Заключительную часть Борис, отличающийся своеобразным чувством юмора, называл про себя «любовной борьбой», дабы придать всей композиции скабрезный оттенок. Имелось в виду следующее: познакомились, пошли на первое свидание и сразу после отпраздновали любовную викторию. То есть посол в результате должен был полностью принять условия Бориса. Так и вышло. Только можно было не городить огород и одарить шубкой, все остальное дурак по скудоумию своему не разобрал и не понял. Выходит, прав был рыжий Шуйца, организовавший всю эту авантюру с лисьим мехом: слежку, ограбление и прочее. Редко когда переговоры о мире обходятся столь малыми тратами. Хоть Шуйца – дрянь-человек, но эту его заслугу следует запомнить.

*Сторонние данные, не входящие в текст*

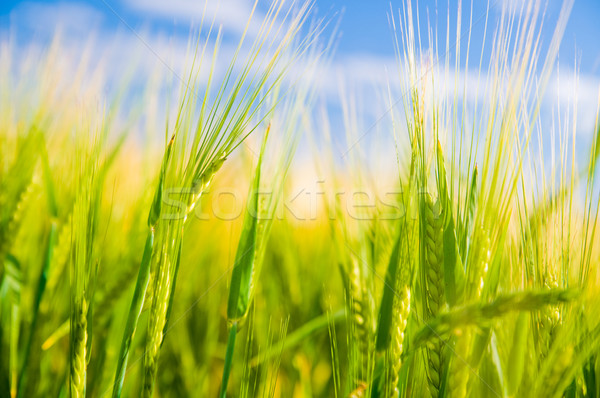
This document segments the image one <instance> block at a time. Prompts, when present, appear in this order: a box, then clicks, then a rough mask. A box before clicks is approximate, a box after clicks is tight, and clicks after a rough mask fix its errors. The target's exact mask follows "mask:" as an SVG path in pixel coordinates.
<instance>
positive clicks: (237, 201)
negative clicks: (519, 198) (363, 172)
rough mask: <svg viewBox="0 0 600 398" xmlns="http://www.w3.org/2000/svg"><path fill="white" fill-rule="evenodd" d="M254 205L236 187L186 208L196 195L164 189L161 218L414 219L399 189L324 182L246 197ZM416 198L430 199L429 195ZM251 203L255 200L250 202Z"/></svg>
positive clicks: (220, 192)
mask: <svg viewBox="0 0 600 398" xmlns="http://www.w3.org/2000/svg"><path fill="white" fill-rule="evenodd" d="M250 195H254V196H255V199H256V203H258V206H256V208H255V207H254V206H252V205H251V203H253V201H251V200H249V195H248V193H247V192H245V191H242V190H240V189H238V188H235V187H226V186H224V187H217V188H213V189H207V190H206V191H204V192H202V194H201V195H200V199H199V200H197V203H196V202H194V203H190V202H189V200H190V197H193V196H194V192H193V190H192V189H191V188H167V189H165V192H164V194H163V212H162V215H161V218H162V219H165V220H177V219H181V218H187V217H195V218H196V219H198V220H205V221H206V220H210V219H218V220H222V221H234V220H236V219H238V218H240V217H244V216H245V215H246V214H248V215H249V216H251V217H255V218H257V219H259V220H267V219H276V220H284V219H292V220H296V221H317V220H320V219H323V218H324V217H326V218H328V219H329V220H335V219H337V218H339V217H344V218H345V217H347V218H350V219H354V220H374V219H378V220H399V219H403V218H405V217H406V216H407V215H408V216H409V217H411V218H413V219H417V209H416V207H415V206H412V207H411V208H412V209H413V210H412V212H411V214H407V213H408V211H407V207H406V205H405V203H407V202H406V199H407V198H405V197H404V193H403V191H402V190H401V189H399V188H393V189H383V190H379V191H377V192H375V191H374V190H370V189H365V188H349V189H339V190H333V191H331V190H330V191H326V190H325V189H324V181H323V180H319V181H317V182H316V183H315V184H312V186H305V187H296V188H294V189H292V190H291V191H290V192H288V193H281V192H276V191H273V190H268V189H261V190H258V191H254V192H252V193H250ZM419 195H427V196H430V195H429V193H428V192H421V193H420V194H419ZM252 199H254V198H252ZM434 214H436V215H439V214H440V204H439V201H437V200H436V201H435V203H434Z"/></svg>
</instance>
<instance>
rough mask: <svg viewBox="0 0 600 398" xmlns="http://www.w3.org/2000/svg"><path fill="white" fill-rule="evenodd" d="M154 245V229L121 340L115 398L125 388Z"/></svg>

Вообще вся эта трехчастная придумка не отличалась особым изяществом, и Борис отдавал себе в этом отчет. По-видимому, переоценил любовь полынян к сложносочиненным церемониям.
Борис шел по коридорам более короткой дорогой, не той, что вели Ягайлу. Посол семенил следом, перебросив шубу через плечо, едва поспевая за размашистым шагом великана.
Несмотря на то, что Борису не впервой было идти на смерть, страх, угнездившийся где-то в животе, протянул свои ледяные щупальца по всему телу. Тут одно из двух: завтра он проснется либо в своей постели, либо на небесах. Борис успокаивал себя тем, что даже раненый, умирающий, разъяренный медведь лучше безумного Волка, с которым ему приходилось иметь дело. Медведем движет понятный инстинкт – выжить, а от Волка, блуждающего в сумерках душевной болезни, можно было ожидать чего угодно.
Борис толкнул дверь пиршественной залы. Взгляды всех присутствующих впились в него. Он ощущал эмоции, разливающиеся по залу: ужас, страх, отвращение, злую радость и любопытство. Еще бы, у них на глазах только что копейщики потыкали несчастного мишку острыми копьями.
Войдя в зал и оценив обстановку, Ягайла прыснул куда-то к своим.
Борис посмотрел на медведя, которого дюжина молодцов едва удерживали на цепи; на копейщиков у стен, чьи копья были замараны медвежьей кровью; перевел взгляд на Прокла, возбужденно скачущего на троне и потрясающего кулаками; ободряюще кивнул сестре, чье волнение выдавали только мертвенная бледность и то, как она судорожно стиснула подлокотники.
Одним резким движением, рассыпая пуговицы, Борис сорвал с себя рубаху. Тонкая ткань не защитит от медвежьих когтей, а вот голое тело, наоборот, поможет: по малейшему колебанию воздуха определит, куда метит мохнатый противник, и само бросится прочь. Зрителям открылся крепкий Борисов торс, рассеченный шрамами. Если шрамы украшают мужчину, то Борис был писаным красавцем.
Борьба с медведями – еще одна сатанинская забава, которую измыслил проклятый Волк. Скольких людей задрали медведи на глазах у Бориса! Волк приучил к кровавому зрелищу и своего сыночка, да так крепко, что тот кричал до исступления, если не показать ему желаемое. Прокла отговаривали до последнего, иногда даже удавалось, но, к медвежьей досаде, не так часто.